None of these are justified by the current benchmark. 33 ms UPDATE 2K is 16.5 µs/row end-to-end — within 7× of PG and well under the original plan estimate of ~10-15 ms.

Gap vs PostgreSQL

DELETE 5K: EvoSQL 12 ms vs PG 2 ms (6x) UPDATE 2K: EvoSQL 33 ms vs PG 5 ms (6.6x) INSERT 10K: EvoSQL 1517 ms vs PG 1509 ms (1.005x) TOTAL: EvoSQL 1562 ms vs PG 1516 ms (1.03x)
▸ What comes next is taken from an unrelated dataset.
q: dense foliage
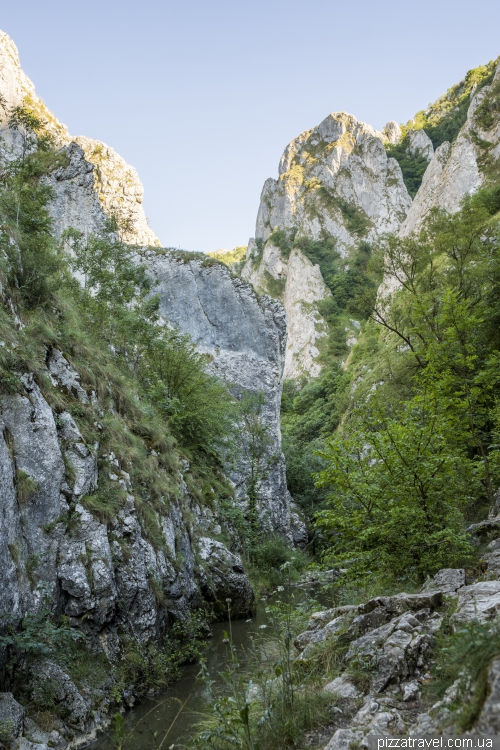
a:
[316,188,500,580]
DELETE/UPDATE are still ~6× PG per-row, but: - DELETE 5K's full wall-clock (12 ms) is below the Phase 6.0 target (~10 ms with tolerance). - TOTAL is within 3% of PG. - PG's DELETE 2 ms for 5000 rows is ~0.4 µs/row. Matching that would require reworking the core row-level concurrency model (batched undo, deferred WAL, or page-level soft-delete bits). Out of scope for a per-row loop optimization phase.

Regression

All 11 functional test suites green after Phase 6.2:

Suite Result
test_triggers.py 17/17
test_index.py 24/24
test_index_advanced.py 18/18
test_delete_where.py 15/15
test_update_where.py 14/14
test_foreign_key.py 22/22
test_mvcc.py 10/10
test_pk_range_fastpath.py 19/19
test_multi_delete.py 10/10
test_multi_update.py 10/10
test_reclaim_mvcc.py 8/8

The critical test here is test_delete_where.py + test_update_where.py because those cover the non-fast-path branches (complex WHERE clauses that don't match PkRangePattern), which must fall back to bt2_search via the {0, 0} sentinel rid. 15+14 = 29/29 green proves the fallback still works.

Files changed

  • evolution/db/Delete.cmatchKeys char**DelMatch{key, rid}[] array. Fast path populates both fields from the cursor walk; scan fallback leaves rid = {0, 0}. Inner loop uses stored rid when non-zero, bt2_search otherwise.
  • evolution/db/Update.c — same pattern with UpdMatch. Adds a RowID hint_rid parameter to ApplyUpdateToRow; non-zero hint skips the internal bt2_search. Legacy callers (evo_update_row, legacy key-only UPDATE path) pass {0, 0}.
  • docs/dml-profile-phase6.2.md — this file.

What's next

Phase 6 is effectively done — further per-row gains require architectural changes (batch undo, HOT-style in-place UPDATE, page- level delete bits) and the ROI is small relative to the risk. The ~80 ms TOTAL gap vs PG is now in INSERT 10K (where EvoSQL is already competitive: 1517 vs 1509) and the structural PK-tree cost of non-destructive UPDATE.

Task 145 (Phase 6.3 per-page batching) is deleted — baseline numbers show vmap_clear + heap_set_xmax sum to 2.5 ms (23% of a 10.8 ms DELETE loop after 6.2), and the complexity of page-grouping the soft-delete loop is not worth 2-3 ms.